With many analysts predicting significant increases in benchmark iron ore prices this year, the timing of New Millennium Capital’s (NML-V) feasibility study results for its direct shipping ore (DSO) properties near Schefferville, Que., couldn’t have come at a more opportune time.
The feasibility study indicates that its 100%-owned DSO properties will yield a payback in just three years following commercial production, which is expected to start in the third quarter of 2011.
The study updated a pre-feasibility study completed in February 2009, and was calculated from updated resources based on 2009 drill results.
The DSO project contains 63.5 million tonnes of proven and probable reserves at an average grade of 58.8% iron. The reserves were calculated based on an assumed slope of 50 degrees, a ramp width of 21 metres at a maximum gradient of 8%, and an iron cutoff grade of 50%.

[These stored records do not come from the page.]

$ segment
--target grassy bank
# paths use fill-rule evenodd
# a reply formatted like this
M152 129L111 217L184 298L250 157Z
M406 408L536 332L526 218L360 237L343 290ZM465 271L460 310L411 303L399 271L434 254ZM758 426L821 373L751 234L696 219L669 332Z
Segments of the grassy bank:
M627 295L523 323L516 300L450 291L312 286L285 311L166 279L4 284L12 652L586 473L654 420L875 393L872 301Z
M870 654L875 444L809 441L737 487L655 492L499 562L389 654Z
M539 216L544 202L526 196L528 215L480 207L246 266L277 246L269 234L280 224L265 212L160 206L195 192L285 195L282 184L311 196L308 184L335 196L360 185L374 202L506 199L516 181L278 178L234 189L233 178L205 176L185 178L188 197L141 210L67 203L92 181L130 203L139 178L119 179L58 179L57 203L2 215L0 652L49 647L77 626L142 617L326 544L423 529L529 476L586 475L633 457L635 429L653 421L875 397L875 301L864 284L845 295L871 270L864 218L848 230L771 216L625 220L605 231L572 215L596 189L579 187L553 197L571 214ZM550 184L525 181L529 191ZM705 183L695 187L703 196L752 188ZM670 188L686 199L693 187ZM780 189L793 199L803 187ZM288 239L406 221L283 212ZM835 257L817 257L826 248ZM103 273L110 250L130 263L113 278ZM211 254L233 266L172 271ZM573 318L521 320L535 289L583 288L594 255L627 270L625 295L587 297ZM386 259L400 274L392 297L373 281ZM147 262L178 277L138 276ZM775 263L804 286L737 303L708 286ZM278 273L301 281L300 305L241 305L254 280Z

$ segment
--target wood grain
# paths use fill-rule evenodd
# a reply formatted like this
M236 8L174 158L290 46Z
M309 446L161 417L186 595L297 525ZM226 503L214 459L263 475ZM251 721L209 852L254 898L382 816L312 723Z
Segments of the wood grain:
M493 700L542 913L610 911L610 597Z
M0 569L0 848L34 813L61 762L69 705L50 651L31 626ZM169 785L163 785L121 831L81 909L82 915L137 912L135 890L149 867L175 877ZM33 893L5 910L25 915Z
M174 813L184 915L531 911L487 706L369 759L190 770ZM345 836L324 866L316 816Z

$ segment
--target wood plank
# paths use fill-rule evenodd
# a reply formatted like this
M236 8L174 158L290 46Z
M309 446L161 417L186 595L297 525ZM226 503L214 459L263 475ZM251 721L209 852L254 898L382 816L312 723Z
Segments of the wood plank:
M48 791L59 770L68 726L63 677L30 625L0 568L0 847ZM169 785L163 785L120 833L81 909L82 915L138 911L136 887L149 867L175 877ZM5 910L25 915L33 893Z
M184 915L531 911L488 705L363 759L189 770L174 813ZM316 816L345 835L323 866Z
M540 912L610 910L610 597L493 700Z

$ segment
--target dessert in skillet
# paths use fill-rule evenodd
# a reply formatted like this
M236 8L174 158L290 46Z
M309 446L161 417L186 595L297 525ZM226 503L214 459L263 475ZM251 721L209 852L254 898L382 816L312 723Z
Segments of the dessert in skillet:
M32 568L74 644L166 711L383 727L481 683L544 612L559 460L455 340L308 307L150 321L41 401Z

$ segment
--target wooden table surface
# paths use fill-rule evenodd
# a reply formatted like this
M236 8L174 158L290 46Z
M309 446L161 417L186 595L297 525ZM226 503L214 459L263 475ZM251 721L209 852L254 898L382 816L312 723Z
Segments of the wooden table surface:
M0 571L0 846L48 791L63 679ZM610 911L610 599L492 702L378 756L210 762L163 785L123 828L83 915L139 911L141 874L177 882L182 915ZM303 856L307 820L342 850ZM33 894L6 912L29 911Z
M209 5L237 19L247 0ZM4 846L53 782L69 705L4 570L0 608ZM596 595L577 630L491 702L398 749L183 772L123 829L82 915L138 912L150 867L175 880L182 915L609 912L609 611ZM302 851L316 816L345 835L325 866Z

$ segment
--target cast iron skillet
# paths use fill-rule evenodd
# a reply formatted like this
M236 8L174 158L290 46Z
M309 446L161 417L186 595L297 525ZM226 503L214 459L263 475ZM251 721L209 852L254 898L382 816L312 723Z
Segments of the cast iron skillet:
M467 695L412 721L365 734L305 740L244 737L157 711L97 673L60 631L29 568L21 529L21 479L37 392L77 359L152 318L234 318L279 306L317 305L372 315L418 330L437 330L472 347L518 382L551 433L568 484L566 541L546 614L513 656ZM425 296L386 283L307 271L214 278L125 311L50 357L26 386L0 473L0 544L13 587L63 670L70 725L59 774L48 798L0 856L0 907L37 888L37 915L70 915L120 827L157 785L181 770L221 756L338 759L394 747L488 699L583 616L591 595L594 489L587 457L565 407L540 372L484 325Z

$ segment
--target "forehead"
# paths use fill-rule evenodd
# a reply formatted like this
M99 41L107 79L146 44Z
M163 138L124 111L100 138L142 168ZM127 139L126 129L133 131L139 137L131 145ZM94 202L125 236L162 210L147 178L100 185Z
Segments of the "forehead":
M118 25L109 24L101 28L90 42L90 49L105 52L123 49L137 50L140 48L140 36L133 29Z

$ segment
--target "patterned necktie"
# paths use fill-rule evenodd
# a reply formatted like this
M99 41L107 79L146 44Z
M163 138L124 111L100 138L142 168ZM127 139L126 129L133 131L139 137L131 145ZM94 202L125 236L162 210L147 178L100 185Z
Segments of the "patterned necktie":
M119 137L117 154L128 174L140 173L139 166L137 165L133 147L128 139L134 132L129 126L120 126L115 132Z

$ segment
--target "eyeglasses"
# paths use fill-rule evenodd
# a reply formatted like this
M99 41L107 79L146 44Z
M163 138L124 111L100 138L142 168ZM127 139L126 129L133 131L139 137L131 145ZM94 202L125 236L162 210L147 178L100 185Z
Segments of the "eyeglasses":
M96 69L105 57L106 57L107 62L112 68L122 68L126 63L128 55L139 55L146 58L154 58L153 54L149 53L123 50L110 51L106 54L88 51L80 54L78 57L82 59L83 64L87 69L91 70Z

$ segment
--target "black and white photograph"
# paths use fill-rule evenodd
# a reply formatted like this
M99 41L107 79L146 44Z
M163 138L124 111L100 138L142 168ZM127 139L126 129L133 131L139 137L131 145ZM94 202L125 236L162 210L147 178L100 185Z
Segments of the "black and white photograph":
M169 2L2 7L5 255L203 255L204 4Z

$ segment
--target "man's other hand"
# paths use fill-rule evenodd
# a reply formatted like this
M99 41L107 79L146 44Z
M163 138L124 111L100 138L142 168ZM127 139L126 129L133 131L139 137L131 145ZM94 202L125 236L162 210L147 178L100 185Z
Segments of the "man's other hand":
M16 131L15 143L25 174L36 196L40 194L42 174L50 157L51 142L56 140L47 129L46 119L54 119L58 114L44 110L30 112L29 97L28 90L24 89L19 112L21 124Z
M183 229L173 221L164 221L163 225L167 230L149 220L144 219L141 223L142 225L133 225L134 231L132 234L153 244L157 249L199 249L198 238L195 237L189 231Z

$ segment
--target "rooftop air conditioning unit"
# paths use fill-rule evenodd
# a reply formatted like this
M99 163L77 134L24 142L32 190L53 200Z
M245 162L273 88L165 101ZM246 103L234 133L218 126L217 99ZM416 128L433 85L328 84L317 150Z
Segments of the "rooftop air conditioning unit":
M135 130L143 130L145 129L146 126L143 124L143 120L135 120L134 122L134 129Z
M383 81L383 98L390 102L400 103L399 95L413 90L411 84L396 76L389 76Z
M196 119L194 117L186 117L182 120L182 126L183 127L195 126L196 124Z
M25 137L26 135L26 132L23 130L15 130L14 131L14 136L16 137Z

Measured and indicated resources stand at 4.6 million tonnes grading of 58.9% iron, 7.15 million infered tonnes of resources at 55.9% iron, and roughly 40 million tonnes of historical resources that are not in compliance with NI 43-101 standards.
Drilling started in 2008 and continued through the summer of 2009. Altogether 10 deposits were selected for drilling. A total of 10,300 metres were drilled in 215 holes and 3,140 samples were analyzed.
The study indicates a pretax internal rate of return of 29% on a production assumption of 4 million tonnes per year of sinter fines and super fines products.
The net present value discounted at 8% for the project works out to US$418 million before corporate and mining taxes.
DSO is a brownfield project in an historic iron ore producing region of Canada, where from 1954 to 1982, the Iron Ore Company of Canada (IOC) had extensive operations to mine the DSO ores.
Today, New Millennium owns 22 of these DSO deposits, which are located in different areas. Mining will start in Area 3, where the IOC was mining prior to the closure of its Schefferville operations.
Some of the pits were partially mined or stripped and can be restarted with little capital. Most of the infrastructure is already in place. A rail bed from the main line already exists. A 28-km rail link from the main line will be built to Timmins, Ont., where a processing plant, offices, laboratories, maintenance and service facilities will be located.
The feasibility study predicts initial capital costs of US$300 million and working capital of about US$13.5 million. Stripping ratios will vary from mine to mine but will average 1.03 over the life of the mines.
Cash operating costs are estimated at US$30 per tonne of product on board ship at Sept-les. (Transportation and port handling costs make up a large part of the project’s total cash operating costs.)
Calculations of the project’s economics are based on an estimated 10-year mine plan, which includes mining only the current proven and probable reserves.
Tata Steel, which owns 20% of New Millennium and is the company’s largest shareholder and strategic partner, will review the feasibility study in order to make a decision whether it wants to fund the project or not. Tata has an exclusive option to participate in the DSO project, and a commitment to take the resulting production if the option is exercised.
Because of the friability of the ore and degradation during transportation, it was determined that no lump ore would be produced to maximize the production of sinter fines.
About 80% of the plant production is expected to comprise sinter fines and the remainder to be made of super fines.
Tailings would be pumped to a nearby mined-out pit and reclaimed water would be used as process water.
Hydro power would be available during the summer months from the Menihek power station and an electrical transmission line could be re-established from a nearby substation to feed the installations. Diesel generating sets could be used to supply additional power. Exhaust from the generators could be used to pre-heat air to the dryer and generate steam for filtering at the project.
The products from the process plant would be stored in silos. It is expected that every two days, a 240-car train would be loaded through a rapid loading system.
New Millennium would need to build a 35-km haul road to transport the ore to the Timmins area for processing. DSO ore trains would be hauled to the Pointe-Noire terminal at Sept-les, where a car dumper would be built and the products stockpiled.
The existing dock owned by the Sept-les Port Authority would be used to load vessels.
At the end of 2009, New Millennium submitted an environmental impact statement for Area 3 to the government of Newfoundland and Labrador. The company expects to receive approval by May 2010.
New Millennium is bullish on a recovery in steel demand and believes that iron ore prices will recover from their fall from their peak of US$200 per tonne (CIF basis) in March 2008 to below US$70 per tonne (CIF) in November 2008.
By the end of 2009, the spot price had reached US$130-US$135 (CIF) per tonne.
At presstime, New Millennium was trading at $1.03 per share. Over the last year, the company had a trading range of 27¢-$1.17 per share. It has 132.1 million shares outstanding.